Speaking in Moscow, Belarus President Alexander Lukashenko said “the movement of the nuclear weapons has begun,” but was not clear whether any actually had arrived in his country. Lukashenko, who sparked rumors of being seriously ill when he cut short a Victory Day appearance in Red Square on May 9 before resurfacing in public May 15, was attending a meeting of the Supreme Eurasian Economic Council with Putin and leaders of Armenia, Kazakhstan and Kyrgyzstan.
The signing of the deal came as Russia prepared for a counteroffensive by Ukraine.

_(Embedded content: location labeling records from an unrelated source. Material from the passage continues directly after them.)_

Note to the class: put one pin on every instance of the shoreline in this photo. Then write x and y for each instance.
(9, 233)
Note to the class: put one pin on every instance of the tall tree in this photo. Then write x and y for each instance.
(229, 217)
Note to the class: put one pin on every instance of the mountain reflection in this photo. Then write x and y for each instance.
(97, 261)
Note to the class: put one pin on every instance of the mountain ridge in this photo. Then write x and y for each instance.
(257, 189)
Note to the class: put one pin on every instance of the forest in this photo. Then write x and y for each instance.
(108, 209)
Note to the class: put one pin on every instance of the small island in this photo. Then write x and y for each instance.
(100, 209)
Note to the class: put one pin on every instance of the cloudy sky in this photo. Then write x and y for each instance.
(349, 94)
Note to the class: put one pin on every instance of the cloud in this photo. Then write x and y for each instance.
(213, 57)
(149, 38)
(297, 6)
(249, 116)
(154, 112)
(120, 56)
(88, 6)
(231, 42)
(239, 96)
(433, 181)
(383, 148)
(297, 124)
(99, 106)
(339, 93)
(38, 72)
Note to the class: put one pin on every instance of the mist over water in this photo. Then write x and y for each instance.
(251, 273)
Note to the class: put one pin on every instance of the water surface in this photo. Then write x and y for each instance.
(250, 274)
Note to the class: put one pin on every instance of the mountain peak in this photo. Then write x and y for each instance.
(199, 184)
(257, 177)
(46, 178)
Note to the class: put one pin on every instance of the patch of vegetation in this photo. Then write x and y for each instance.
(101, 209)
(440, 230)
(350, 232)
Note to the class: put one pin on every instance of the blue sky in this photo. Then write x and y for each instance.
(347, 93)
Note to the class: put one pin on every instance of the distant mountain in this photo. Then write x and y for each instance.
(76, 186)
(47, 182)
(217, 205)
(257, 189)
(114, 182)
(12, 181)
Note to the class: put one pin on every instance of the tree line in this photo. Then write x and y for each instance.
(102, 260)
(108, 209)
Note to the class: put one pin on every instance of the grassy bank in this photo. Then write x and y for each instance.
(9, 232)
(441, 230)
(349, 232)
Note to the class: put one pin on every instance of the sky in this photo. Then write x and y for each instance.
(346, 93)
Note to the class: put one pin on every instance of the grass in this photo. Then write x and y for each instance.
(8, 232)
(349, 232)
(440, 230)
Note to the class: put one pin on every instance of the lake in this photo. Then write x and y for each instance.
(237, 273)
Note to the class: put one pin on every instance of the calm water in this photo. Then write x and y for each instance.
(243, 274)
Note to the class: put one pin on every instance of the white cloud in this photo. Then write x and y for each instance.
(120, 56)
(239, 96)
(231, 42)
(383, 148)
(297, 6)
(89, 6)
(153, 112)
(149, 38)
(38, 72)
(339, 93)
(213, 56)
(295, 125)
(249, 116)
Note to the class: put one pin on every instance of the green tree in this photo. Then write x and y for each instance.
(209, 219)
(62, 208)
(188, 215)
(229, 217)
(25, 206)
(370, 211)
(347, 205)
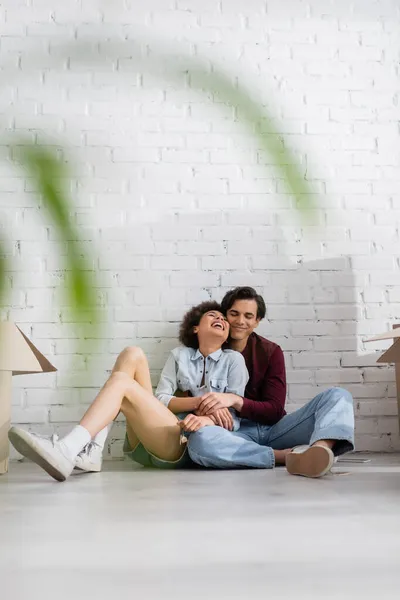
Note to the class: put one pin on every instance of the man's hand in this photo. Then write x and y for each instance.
(215, 400)
(193, 423)
(223, 418)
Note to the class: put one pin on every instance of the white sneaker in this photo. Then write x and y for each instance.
(45, 452)
(310, 461)
(90, 459)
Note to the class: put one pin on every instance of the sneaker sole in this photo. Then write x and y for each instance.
(25, 447)
(92, 470)
(314, 462)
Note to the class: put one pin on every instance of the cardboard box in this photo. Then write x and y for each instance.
(18, 356)
(391, 355)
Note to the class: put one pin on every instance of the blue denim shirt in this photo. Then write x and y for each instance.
(225, 371)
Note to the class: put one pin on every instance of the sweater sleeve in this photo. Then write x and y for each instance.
(269, 407)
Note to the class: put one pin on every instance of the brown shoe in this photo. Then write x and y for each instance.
(310, 461)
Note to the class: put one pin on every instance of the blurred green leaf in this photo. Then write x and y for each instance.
(43, 166)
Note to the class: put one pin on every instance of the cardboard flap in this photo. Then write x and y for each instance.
(18, 354)
(392, 354)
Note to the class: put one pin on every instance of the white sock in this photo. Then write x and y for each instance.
(101, 437)
(75, 441)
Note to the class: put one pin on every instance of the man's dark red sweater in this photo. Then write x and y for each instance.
(265, 393)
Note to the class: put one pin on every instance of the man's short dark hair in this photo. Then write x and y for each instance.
(192, 318)
(243, 293)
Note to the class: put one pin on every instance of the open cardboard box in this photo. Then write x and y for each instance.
(391, 355)
(18, 356)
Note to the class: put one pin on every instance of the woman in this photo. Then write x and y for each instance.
(153, 435)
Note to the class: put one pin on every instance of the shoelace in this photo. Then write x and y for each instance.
(89, 448)
(52, 438)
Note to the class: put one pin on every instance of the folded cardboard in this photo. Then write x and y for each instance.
(18, 356)
(391, 355)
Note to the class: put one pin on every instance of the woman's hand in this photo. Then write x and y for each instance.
(213, 401)
(193, 423)
(223, 418)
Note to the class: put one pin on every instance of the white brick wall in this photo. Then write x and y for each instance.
(177, 201)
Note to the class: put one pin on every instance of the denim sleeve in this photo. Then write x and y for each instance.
(167, 384)
(236, 419)
(238, 375)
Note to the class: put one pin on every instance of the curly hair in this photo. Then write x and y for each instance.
(243, 293)
(187, 337)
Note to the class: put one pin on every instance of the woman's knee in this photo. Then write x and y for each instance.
(120, 380)
(132, 353)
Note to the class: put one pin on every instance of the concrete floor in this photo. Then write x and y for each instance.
(201, 534)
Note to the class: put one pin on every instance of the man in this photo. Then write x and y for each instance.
(267, 435)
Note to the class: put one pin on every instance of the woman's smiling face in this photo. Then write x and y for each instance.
(213, 326)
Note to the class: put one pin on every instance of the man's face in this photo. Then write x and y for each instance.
(242, 318)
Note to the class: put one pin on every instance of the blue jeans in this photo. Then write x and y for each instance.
(329, 416)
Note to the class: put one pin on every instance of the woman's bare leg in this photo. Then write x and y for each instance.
(133, 362)
(148, 420)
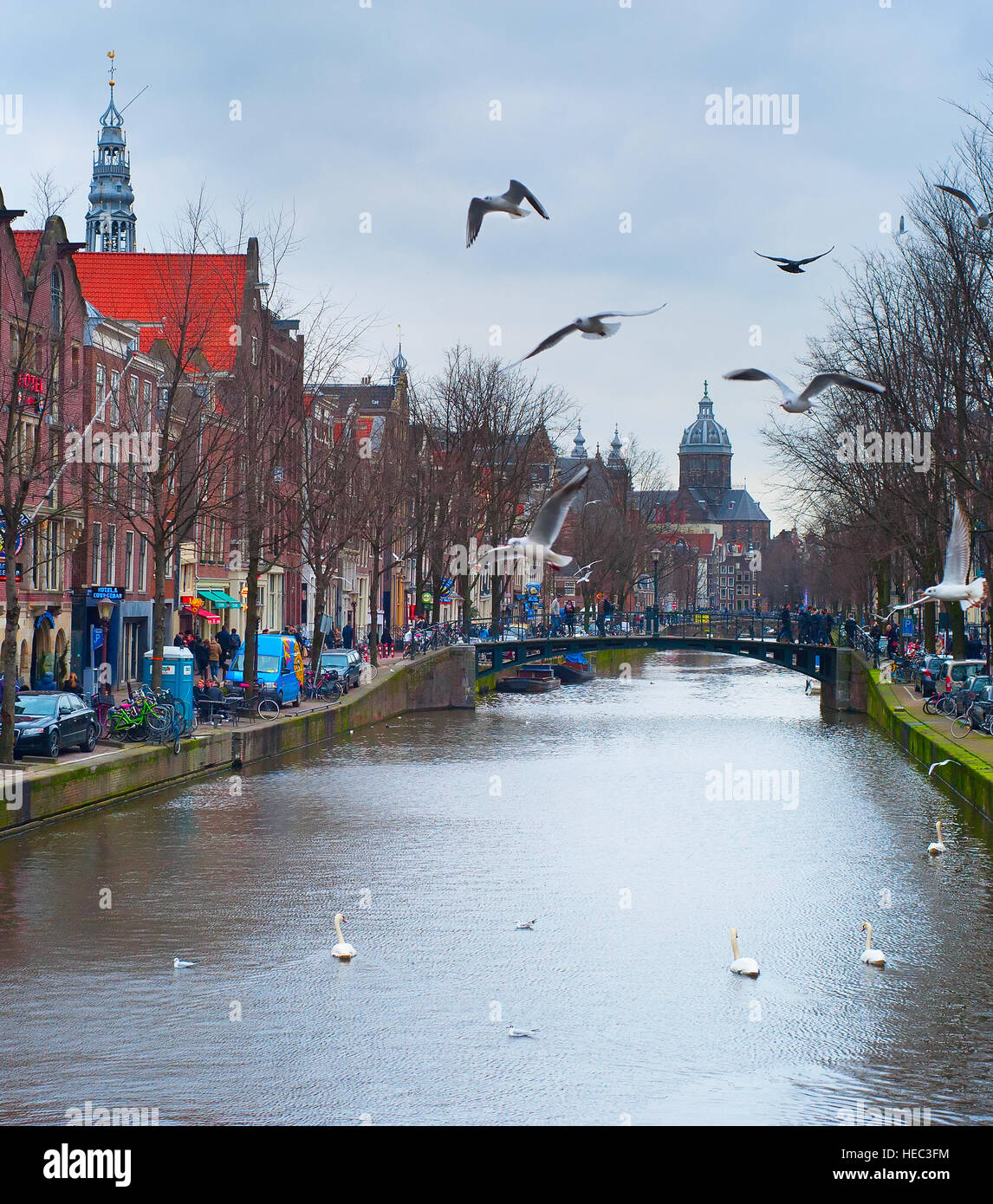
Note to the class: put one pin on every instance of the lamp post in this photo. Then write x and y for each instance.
(105, 610)
(656, 554)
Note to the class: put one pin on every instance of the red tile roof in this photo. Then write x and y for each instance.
(203, 293)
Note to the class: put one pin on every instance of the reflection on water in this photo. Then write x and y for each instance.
(587, 808)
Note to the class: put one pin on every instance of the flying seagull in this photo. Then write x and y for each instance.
(980, 221)
(591, 327)
(546, 527)
(793, 265)
(799, 402)
(955, 586)
(508, 203)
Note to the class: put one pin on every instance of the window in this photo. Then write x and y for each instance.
(114, 419)
(96, 550)
(111, 555)
(57, 301)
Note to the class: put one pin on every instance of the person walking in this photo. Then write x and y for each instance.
(213, 649)
(570, 615)
(201, 654)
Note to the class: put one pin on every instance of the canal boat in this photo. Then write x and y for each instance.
(530, 679)
(575, 670)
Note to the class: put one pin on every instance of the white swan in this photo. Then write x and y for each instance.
(869, 955)
(938, 845)
(341, 950)
(747, 966)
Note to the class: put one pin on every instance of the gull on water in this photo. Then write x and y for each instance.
(980, 221)
(953, 586)
(799, 402)
(506, 203)
(589, 327)
(793, 265)
(546, 527)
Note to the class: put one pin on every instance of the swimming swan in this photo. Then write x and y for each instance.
(747, 966)
(938, 845)
(872, 956)
(344, 951)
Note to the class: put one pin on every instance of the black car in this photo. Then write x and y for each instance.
(346, 663)
(47, 722)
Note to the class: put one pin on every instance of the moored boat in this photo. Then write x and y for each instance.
(530, 679)
(574, 670)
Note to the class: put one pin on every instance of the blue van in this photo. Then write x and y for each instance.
(280, 664)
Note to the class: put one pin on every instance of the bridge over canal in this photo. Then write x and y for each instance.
(840, 670)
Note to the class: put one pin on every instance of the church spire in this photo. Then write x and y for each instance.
(110, 217)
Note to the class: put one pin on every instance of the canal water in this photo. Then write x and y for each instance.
(601, 812)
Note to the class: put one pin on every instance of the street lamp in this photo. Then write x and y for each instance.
(656, 554)
(105, 610)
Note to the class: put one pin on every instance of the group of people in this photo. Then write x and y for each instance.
(212, 655)
(814, 626)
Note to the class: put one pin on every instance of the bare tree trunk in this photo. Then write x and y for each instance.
(158, 615)
(10, 657)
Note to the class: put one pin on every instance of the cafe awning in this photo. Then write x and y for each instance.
(201, 614)
(219, 598)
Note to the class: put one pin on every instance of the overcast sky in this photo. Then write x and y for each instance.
(383, 107)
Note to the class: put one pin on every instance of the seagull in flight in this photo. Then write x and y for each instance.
(546, 527)
(589, 327)
(793, 265)
(980, 221)
(508, 203)
(799, 402)
(955, 586)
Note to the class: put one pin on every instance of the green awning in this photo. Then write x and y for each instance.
(221, 599)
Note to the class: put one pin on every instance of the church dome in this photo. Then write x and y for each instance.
(706, 435)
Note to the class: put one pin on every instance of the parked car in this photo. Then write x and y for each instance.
(46, 722)
(346, 663)
(957, 673)
(927, 673)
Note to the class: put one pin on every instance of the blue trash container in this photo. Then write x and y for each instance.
(176, 676)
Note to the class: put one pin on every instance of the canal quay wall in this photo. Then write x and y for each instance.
(968, 775)
(438, 682)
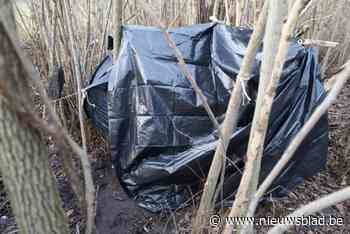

Both Russian and Belarusian officials also framed the step as driven by hostilities from the West.
“Deployment of nonstrategic nuclear weapons is an effective response to the aggressive policy of countries unfriendly to us,” Belarusian Defense Minister Viktor Khrenin said in Minsk at a meeting with his Russian counterpart, Sergei Shoigu.
“In the context of an extremely sharp escalation of threats on the western borders of Russia and Belarus, a decision was made to take countermeasures in the military-nuclear sphere,” Shoigu added.
Putin has argued that by deploying its tactical nuclear weapons in Belarus, Russia was following the lead of the United States, noting that the U.S. has nuclear weapons based in Belgium, Germany, Italy, the Netherlands and Turkey.
Exiled Belarusian opposition leader Sviatlana Tsikhanouskaya condemned the move.
“We must do everything to prevent Putin’s plan to deploy nuclear weapons in Belarus, as this will ensure Russia’s control over Belarus for years to come,” Tsikhanouskaya told The Associated Press. “This will further jeopardize the security of Ukraine and all of Europe.”
Independent Belarusian military analyst Aliaksandr Alesin said about two-thirds of Russia’s arsenal of medium-range nuclear-tipped missiles were held in Belarus during the Cold War, adding that there are dozens of Soviet-era storage facilities that could still be used.
Soviet nuclear weapons stationed in Belarus, Ukraine, and Kazakhstan were moved to Russia in a U.S.-brokered deal after the dissolution of the Soviet Union in 1991.
Khrenin also announced plans to “build up the combat potential of the regional grouping of Russia and Belarusian troops,” including the transfer to Minsk of the Iskander-M missile system, capable of carrying a nuclear charge, and the S-400 anti-aircraft missile system.
Russia and Belarus have an alliance agreement under which the Kremlin subsidizes the Belarusian economy, via loans and discounted Russian oil and gas. Russia used Belarusian territory as a staging ground for invading neighboring Ukraine and has maintained a contingent of troops and weapons there.